James Greenhalgh Oct. 7, 2015, 3:09 p.m. UTC | #3
On Tue, Sep 15, 2015 at 05:25:25PM +0100, Christophe Lyon wrote:
> This patch re-implements vtbl[34] and vtbx4 AdvSIMD intrinsics using
> existing builtins, and fixes the behaviour on aarch64_be.
> 
> Tested on aarch64_be-none-elf and aarch64-none-elf using the Foundation Model.
> 
> OK?

Hi Christophe,

Sorry for the delay getting back to you, comments below.

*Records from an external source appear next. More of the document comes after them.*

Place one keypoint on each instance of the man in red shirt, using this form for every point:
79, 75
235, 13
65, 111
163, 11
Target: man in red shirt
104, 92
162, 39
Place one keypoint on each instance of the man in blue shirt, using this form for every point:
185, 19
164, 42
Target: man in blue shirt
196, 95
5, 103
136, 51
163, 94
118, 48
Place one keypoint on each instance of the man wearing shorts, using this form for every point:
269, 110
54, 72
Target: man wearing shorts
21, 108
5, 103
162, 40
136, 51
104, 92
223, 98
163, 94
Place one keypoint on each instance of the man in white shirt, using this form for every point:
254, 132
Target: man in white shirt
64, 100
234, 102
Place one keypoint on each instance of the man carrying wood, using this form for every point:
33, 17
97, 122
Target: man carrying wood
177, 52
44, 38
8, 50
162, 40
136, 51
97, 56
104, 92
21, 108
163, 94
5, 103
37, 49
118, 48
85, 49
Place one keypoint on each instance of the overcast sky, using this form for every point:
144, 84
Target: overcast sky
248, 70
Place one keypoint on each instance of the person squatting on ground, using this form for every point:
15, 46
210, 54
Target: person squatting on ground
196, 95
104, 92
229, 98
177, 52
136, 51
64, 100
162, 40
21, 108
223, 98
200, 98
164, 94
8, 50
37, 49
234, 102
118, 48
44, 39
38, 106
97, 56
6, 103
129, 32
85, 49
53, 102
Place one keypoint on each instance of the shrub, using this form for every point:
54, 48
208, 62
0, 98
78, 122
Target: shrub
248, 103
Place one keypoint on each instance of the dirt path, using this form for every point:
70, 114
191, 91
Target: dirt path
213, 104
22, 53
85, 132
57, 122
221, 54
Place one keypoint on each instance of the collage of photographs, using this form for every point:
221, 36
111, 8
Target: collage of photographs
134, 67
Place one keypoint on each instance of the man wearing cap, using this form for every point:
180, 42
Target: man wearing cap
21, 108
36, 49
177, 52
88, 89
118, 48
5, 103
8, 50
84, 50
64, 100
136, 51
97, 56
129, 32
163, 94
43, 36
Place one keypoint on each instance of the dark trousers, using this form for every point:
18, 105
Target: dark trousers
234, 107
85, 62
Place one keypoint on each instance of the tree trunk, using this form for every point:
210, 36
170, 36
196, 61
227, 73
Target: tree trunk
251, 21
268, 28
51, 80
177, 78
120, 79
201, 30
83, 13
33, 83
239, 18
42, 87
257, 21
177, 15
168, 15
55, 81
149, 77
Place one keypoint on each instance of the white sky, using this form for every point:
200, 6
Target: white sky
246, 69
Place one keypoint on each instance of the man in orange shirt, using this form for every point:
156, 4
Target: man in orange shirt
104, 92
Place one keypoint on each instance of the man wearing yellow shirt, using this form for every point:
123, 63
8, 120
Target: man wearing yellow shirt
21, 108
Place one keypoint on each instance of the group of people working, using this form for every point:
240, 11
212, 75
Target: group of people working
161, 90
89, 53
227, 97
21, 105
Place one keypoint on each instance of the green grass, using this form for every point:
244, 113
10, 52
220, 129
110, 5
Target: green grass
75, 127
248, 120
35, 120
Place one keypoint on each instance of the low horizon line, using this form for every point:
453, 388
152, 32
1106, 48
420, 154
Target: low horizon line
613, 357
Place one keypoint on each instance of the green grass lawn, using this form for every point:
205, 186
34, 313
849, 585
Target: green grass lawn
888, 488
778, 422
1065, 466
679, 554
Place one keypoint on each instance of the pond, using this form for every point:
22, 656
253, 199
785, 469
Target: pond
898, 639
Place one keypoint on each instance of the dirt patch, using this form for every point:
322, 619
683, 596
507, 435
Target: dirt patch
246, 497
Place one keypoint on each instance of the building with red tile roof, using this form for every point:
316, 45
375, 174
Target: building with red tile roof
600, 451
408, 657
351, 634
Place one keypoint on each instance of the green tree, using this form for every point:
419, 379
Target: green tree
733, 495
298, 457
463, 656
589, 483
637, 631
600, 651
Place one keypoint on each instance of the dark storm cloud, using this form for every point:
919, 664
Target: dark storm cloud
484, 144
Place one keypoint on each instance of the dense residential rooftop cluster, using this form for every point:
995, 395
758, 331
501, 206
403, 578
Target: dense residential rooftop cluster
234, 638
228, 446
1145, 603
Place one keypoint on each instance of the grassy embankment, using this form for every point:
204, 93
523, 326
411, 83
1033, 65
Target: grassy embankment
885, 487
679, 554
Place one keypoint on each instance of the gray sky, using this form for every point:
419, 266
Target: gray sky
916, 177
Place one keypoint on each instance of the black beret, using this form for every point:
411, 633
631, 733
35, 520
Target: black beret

> 2015-09-15  Christophe Lyon  <christophe.lyon@linaro.org>
> 
> 	* config/aarch64/aarch64-builtins.c
> 	(aarch64_types_tbl_qualifiers): New static data.
> 	(TYPES_TBL): Define.
> 	* config/aarch64/aarch64-simd-builtins.def: Update builtins
> 	tables.
> 	* config/aarch64/aarch64-simd.md (aarch64_tbl3v8qi): New.
> 	* config/aarch64/arm_neon.h (vtbl3_s8, vtbl3_u8, vtbl3_p8)
> 	(vtbl4_s8, vtbl4_u8, vtbl4_p8): Rewrite using builtin functions.
> 	(vtbx4_s8, vtbx4_u8, vtbx4_p8): Emulate behaviour using other
> 	intrinsics.
> 	* config/aarch64/iterators.md (V8Q): New.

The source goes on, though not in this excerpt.